To contrast, ParAccels data distribution model is hash-based. Expanding the cluster requires re-hashing the data across the nodes, making it difficult to perform without taking downtime. Amazons Redshift works around this issue with a multi-step process:
* set cluster into read-only mode
* copy data from cluster to new cluster that exists in parallel
* redirect traffic to new cluster
### Replication strategy
Druid employs segment-level data distribution meaning that more processes can be added and rebalanced without having to perform a staged swap. The replication strategy also makes all replicas available for querying. Replication is done automatically and without any impact to performance.

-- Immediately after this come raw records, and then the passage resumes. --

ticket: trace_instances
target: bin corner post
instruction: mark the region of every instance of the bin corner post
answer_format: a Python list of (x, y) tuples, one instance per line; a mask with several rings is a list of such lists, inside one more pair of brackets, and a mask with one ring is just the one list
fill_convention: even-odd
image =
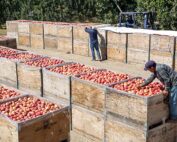
[(151, 34), (149, 35), (149, 51), (148, 51), (148, 61), (151, 59)]
[(128, 33), (126, 33), (126, 39), (125, 39), (125, 63), (127, 64), (128, 63)]
[(175, 64), (176, 64), (176, 61), (175, 61), (175, 58), (176, 58), (176, 48), (177, 48), (177, 43), (176, 43), (176, 40), (177, 40), (177, 38), (176, 37), (174, 37), (174, 46), (173, 46), (173, 59), (172, 59), (172, 68), (173, 68), (173, 70), (175, 70)]

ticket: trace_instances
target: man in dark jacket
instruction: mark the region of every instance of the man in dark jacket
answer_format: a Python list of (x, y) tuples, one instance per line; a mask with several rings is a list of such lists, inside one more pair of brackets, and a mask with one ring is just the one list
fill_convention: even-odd
[(97, 52), (98, 60), (101, 61), (101, 56), (98, 48), (98, 33), (95, 28), (85, 28), (85, 32), (89, 33), (90, 36), (90, 48), (91, 48), (91, 53), (92, 53), (92, 60), (95, 61), (95, 51)]
[(155, 78), (164, 84), (164, 95), (169, 97), (170, 119), (177, 120), (177, 72), (165, 64), (156, 64), (148, 61), (144, 70), (148, 70), (152, 75), (138, 89), (151, 83)]

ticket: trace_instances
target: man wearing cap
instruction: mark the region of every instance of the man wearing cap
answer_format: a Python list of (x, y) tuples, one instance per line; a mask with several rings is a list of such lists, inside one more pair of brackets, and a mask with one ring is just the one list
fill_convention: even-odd
[(169, 97), (170, 119), (177, 120), (177, 72), (165, 64), (156, 64), (148, 61), (145, 64), (145, 71), (150, 71), (152, 75), (138, 89), (151, 83), (155, 78), (160, 80), (165, 86), (163, 94)]
[(98, 60), (101, 61), (100, 51), (98, 48), (98, 32), (96, 28), (85, 28), (85, 32), (89, 33), (90, 36), (90, 48), (92, 53), (92, 61), (95, 61), (95, 51), (97, 52)]

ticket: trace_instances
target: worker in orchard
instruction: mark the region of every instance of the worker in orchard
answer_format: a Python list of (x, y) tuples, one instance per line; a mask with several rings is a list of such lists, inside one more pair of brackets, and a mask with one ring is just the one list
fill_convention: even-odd
[(90, 48), (91, 48), (91, 53), (92, 53), (92, 60), (95, 61), (95, 50), (97, 52), (98, 60), (101, 61), (101, 56), (100, 56), (100, 51), (98, 48), (98, 32), (96, 28), (85, 28), (85, 32), (89, 33), (90, 36)]
[(157, 64), (154, 61), (148, 61), (145, 64), (145, 71), (150, 71), (152, 75), (140, 86), (144, 87), (151, 83), (155, 78), (164, 84), (163, 94), (169, 98), (170, 119), (177, 120), (177, 72), (165, 64)]

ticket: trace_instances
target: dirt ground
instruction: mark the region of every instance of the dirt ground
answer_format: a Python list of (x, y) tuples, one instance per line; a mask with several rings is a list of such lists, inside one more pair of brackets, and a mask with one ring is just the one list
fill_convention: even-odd
[(58, 57), (60, 59), (64, 59), (65, 61), (73, 61), (73, 62), (79, 62), (90, 66), (95, 66), (97, 68), (102, 69), (108, 69), (115, 72), (120, 73), (127, 73), (132, 76), (141, 76), (144, 78), (147, 78), (150, 73), (144, 71), (144, 65), (142, 64), (125, 64), (117, 61), (91, 61), (91, 57), (84, 57), (80, 55), (74, 55), (74, 54), (65, 54), (61, 52), (56, 51), (49, 51), (49, 50), (43, 50), (43, 49), (33, 49), (33, 48), (26, 48), (26, 47), (19, 47), (19, 49), (28, 50), (32, 52), (36, 52), (38, 54), (47, 55), (51, 57)]

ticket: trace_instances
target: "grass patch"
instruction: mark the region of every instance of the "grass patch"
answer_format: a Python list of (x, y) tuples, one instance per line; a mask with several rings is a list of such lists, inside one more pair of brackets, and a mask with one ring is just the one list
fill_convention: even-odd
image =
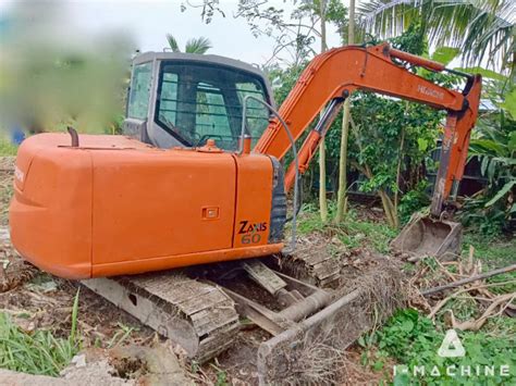
[[(475, 248), (475, 259), (483, 263), (483, 272), (514, 264), (516, 257), (516, 238), (487, 237), (478, 233), (467, 232), (463, 240), (463, 257), (468, 256), (469, 246)], [(516, 281), (516, 272), (496, 275), (487, 279), (488, 283)], [(495, 294), (516, 291), (516, 283), (490, 289)]]
[(0, 313), (0, 368), (38, 375), (58, 376), (79, 350), (77, 338), (78, 290), (72, 310), (70, 336), (49, 331), (22, 331), (7, 313)]

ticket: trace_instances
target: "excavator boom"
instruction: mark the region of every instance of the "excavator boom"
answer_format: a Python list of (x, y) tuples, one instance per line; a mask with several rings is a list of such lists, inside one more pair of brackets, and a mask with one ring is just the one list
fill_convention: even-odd
[[(453, 184), (463, 177), (469, 135), (478, 114), (481, 77), (455, 72), (467, 78), (464, 91), (459, 92), (418, 76), (403, 64), (395, 63), (396, 59), (433, 72), (447, 71), (441, 63), (392, 49), (386, 43), (368, 48), (347, 46), (332, 49), (310, 62), (282, 104), (280, 115), (290, 125), (294, 138), (298, 139), (328, 105), (327, 113), (309, 133), (299, 150), (299, 172), (303, 173), (336, 116), (339, 107), (356, 90), (372, 91), (445, 110), (447, 119), (431, 208), (432, 214), (439, 216)], [(281, 123), (274, 120), (255, 151), (281, 160), (290, 148), (291, 144), (281, 129)], [(287, 190), (294, 184), (294, 172), (291, 165), (285, 176)]]

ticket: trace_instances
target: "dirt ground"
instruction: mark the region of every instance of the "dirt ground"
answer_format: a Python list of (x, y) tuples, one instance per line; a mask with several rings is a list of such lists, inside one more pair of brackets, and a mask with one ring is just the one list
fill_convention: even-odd
[[(9, 264), (2, 272), (0, 309), (26, 332), (45, 328), (53, 331), (57, 336), (66, 337), (77, 285), (41, 273), (8, 251), (9, 248), (3, 245), (2, 259), (5, 262), (7, 254)], [(353, 283), (371, 264), (374, 264), (371, 259), (351, 254), (344, 281)], [(353, 286), (347, 288), (352, 289)], [(84, 287), (81, 287), (79, 294), (78, 328), (85, 348), (126, 345), (150, 347), (156, 341), (163, 343), (153, 331)], [(257, 350), (269, 338), (268, 333), (255, 325), (244, 324), (232, 348), (214, 361), (199, 366), (182, 358), (182, 363), (191, 379), (197, 384), (220, 384), (221, 379), (236, 385), (257, 384)], [(345, 361), (340, 363), (340, 384), (377, 384), (383, 376), (360, 365), (356, 347), (352, 346), (343, 353), (343, 358)]]

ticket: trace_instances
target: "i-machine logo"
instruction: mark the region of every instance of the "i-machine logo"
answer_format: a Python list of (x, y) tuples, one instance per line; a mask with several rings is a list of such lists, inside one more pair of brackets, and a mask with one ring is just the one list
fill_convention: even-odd
[(458, 358), (465, 354), (466, 350), (458, 338), (457, 332), (455, 329), (449, 329), (438, 350), (438, 356), (442, 358)]

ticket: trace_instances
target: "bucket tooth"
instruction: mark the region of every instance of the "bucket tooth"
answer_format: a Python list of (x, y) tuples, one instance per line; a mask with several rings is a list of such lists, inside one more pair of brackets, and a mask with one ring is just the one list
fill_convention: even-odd
[(391, 241), (391, 248), (413, 258), (453, 260), (460, 253), (462, 233), (459, 223), (414, 215)]

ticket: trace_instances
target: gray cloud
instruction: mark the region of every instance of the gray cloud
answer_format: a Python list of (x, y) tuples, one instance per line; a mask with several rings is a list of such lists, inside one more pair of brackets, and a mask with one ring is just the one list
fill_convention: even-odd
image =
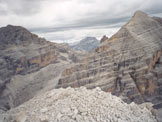
[(21, 25), (49, 40), (111, 36), (136, 10), (162, 15), (162, 1), (0, 0), (0, 26)]

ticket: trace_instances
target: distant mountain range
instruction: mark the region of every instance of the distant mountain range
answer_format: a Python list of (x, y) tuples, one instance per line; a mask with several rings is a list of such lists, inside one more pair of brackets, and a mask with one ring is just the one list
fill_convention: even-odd
[(100, 44), (100, 41), (95, 37), (86, 37), (79, 41), (78, 43), (70, 44), (70, 47), (74, 50), (80, 51), (92, 51), (93, 49), (97, 48)]

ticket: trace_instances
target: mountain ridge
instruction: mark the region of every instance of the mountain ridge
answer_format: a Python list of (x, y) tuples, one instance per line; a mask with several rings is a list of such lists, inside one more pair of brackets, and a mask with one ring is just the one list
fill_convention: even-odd
[(92, 51), (98, 46), (99, 40), (97, 40), (95, 37), (85, 37), (81, 41), (70, 45), (70, 47), (74, 50), (88, 51), (88, 52)]

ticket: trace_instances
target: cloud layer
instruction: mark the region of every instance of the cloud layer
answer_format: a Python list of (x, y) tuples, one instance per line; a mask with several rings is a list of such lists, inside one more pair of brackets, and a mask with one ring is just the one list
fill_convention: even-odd
[(136, 10), (162, 14), (161, 0), (0, 0), (0, 26), (21, 25), (51, 41), (111, 36)]

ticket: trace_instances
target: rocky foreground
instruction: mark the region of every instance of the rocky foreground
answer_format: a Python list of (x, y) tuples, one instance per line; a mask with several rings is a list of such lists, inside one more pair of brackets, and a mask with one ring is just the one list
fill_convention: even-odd
[[(5, 119), (6, 117), (6, 119)], [(0, 115), (0, 122), (156, 122), (145, 107), (100, 88), (54, 89)]]

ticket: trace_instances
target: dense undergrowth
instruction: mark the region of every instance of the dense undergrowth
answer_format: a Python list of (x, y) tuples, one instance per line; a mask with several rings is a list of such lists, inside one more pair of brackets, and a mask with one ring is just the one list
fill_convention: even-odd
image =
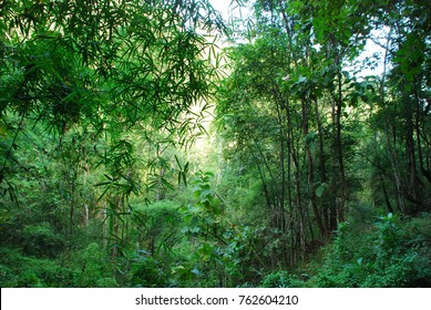
[[(161, 228), (161, 216), (168, 213), (173, 217), (179, 216), (179, 214), (175, 215), (174, 210), (170, 206), (157, 206), (153, 209), (153, 236), (158, 235), (166, 239), (167, 230), (162, 230), (177, 229), (175, 234), (171, 231), (171, 238), (179, 238), (181, 234), (191, 229), (189, 227), (175, 228), (174, 225), (170, 228)], [(333, 238), (315, 252), (307, 262), (302, 262), (295, 269), (280, 266), (279, 270), (260, 270), (254, 273), (252, 281), (245, 282), (240, 282), (244, 275), (238, 275), (242, 268), (239, 265), (245, 261), (245, 257), (240, 257), (240, 246), (236, 244), (239, 236), (236, 240), (232, 239), (230, 244), (223, 249), (212, 248), (214, 244), (207, 244), (206, 248), (201, 247), (195, 249), (195, 252), (191, 252), (193, 245), (183, 239), (176, 246), (171, 245), (170, 249), (156, 249), (155, 256), (144, 250), (131, 251), (113, 261), (112, 257), (106, 256), (103, 244), (96, 241), (89, 242), (69, 256), (66, 250), (55, 251), (53, 246), (58, 249), (57, 246), (62, 244), (61, 238), (48, 225), (41, 224), (22, 231), (21, 237), (25, 240), (23, 247), (1, 247), (0, 285), (1, 287), (211, 287), (225, 283), (265, 288), (430, 287), (430, 214), (422, 214), (414, 218), (389, 214), (378, 217), (374, 223), (366, 226), (343, 223), (339, 225)], [(246, 241), (247, 236), (243, 234), (242, 237), (242, 241)], [(248, 241), (253, 242), (253, 240)], [(171, 240), (171, 242), (175, 241)], [(168, 245), (163, 246), (168, 247)], [(224, 279), (214, 279), (215, 276), (222, 277), (222, 273)]]

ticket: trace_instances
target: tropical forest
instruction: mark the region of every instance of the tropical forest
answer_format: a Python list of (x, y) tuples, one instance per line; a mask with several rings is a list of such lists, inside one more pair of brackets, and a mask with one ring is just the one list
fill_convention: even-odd
[(428, 0), (1, 0), (2, 288), (431, 287)]

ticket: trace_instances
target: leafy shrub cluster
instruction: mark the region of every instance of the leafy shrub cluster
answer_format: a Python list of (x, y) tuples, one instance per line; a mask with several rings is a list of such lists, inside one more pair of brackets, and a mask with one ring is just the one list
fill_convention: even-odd
[(417, 218), (381, 216), (368, 230), (339, 225), (322, 259), (309, 264), (301, 277), (277, 271), (263, 287), (430, 287), (431, 214)]

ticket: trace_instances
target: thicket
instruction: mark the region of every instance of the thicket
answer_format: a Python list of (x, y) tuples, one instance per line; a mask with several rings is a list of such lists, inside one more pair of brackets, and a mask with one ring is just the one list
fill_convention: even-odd
[(236, 2), (0, 3), (1, 287), (430, 286), (428, 2)]

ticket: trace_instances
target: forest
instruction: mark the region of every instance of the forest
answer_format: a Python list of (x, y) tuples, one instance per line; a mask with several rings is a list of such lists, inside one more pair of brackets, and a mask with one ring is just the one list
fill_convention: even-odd
[(431, 287), (429, 1), (212, 2), (0, 1), (1, 287)]

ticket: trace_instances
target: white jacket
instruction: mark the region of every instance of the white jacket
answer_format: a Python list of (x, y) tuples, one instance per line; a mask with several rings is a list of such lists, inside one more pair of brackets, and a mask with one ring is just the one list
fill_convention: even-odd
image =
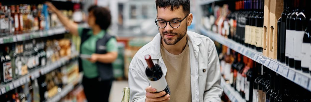
[[(223, 90), (220, 86), (219, 60), (215, 45), (207, 37), (192, 32), (188, 31), (187, 34), (192, 101), (220, 102)], [(145, 72), (147, 66), (145, 55), (150, 54), (153, 62), (160, 65), (164, 75), (166, 74), (167, 69), (160, 52), (160, 41), (161, 36), (158, 33), (152, 41), (138, 50), (131, 62), (128, 85), (131, 102), (145, 102), (145, 89), (150, 85)]]

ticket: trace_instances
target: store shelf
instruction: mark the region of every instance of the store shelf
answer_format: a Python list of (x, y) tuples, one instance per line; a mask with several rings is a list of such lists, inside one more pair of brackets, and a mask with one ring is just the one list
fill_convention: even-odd
[(301, 70), (290, 68), (288, 66), (281, 63), (276, 59), (262, 55), (262, 52), (246, 47), (231, 39), (225, 38), (219, 34), (207, 31), (202, 26), (199, 27), (200, 31), (202, 35), (262, 64), (285, 78), (311, 91), (311, 75), (310, 74), (304, 73)]
[[(86, 27), (87, 24), (79, 24), (80, 27)], [(66, 29), (63, 27), (51, 28), (47, 30), (24, 33), (21, 34), (0, 37), (0, 44), (23, 41), (34, 39), (46, 37), (66, 32)]]
[(230, 85), (226, 83), (225, 79), (221, 77), (220, 86), (224, 90), (224, 92), (227, 95), (231, 101), (233, 102), (245, 102), (246, 101), (242, 98), (240, 94), (234, 90)]
[[(83, 73), (80, 72), (79, 74), (79, 76), (78, 77), (76, 82), (74, 83), (81, 83), (82, 81), (82, 78), (83, 76)], [(48, 99), (44, 102), (58, 102), (63, 98), (65, 97), (69, 92), (71, 91), (75, 88), (75, 86), (77, 84), (69, 83), (63, 88), (61, 91), (58, 92), (56, 95), (51, 98)], [(79, 86), (77, 86), (79, 87)]]
[(31, 72), (27, 74), (15, 79), (12, 82), (0, 85), (1, 92), (0, 93), (0, 95), (29, 82), (30, 80), (34, 80), (40, 77), (40, 74), (44, 75), (63, 66), (68, 62), (71, 59), (77, 57), (78, 55), (78, 53), (76, 52), (70, 56), (63, 57), (53, 63), (30, 70)]

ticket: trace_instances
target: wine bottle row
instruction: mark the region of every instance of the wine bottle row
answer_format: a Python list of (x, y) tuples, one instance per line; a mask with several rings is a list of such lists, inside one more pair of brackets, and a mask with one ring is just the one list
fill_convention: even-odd
[(310, 102), (311, 92), (223, 45), (221, 73), (246, 102)]
[[(263, 56), (311, 74), (311, 1), (244, 0), (234, 3), (204, 8), (212, 11), (207, 12), (203, 25), (245, 47), (262, 52)], [(231, 5), (235, 7), (229, 6)]]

ParAccels hash-based distribution generally means that replication is conducted via hot spares. This puts a numerical limit on the number of nodes you can lose without losing data, and this replication strategy often does not allow the hot spare to help share query load.
### Indexing strategy
Along with column oriented structures, Druid uses indexing structures to speed up query execution when a filter is provided. Indexing structures do increase storage overhead (and make it more difficult to allow for mutation), but they also significantly speed up queries.
ParAccel does not appear to employ indexing strategies.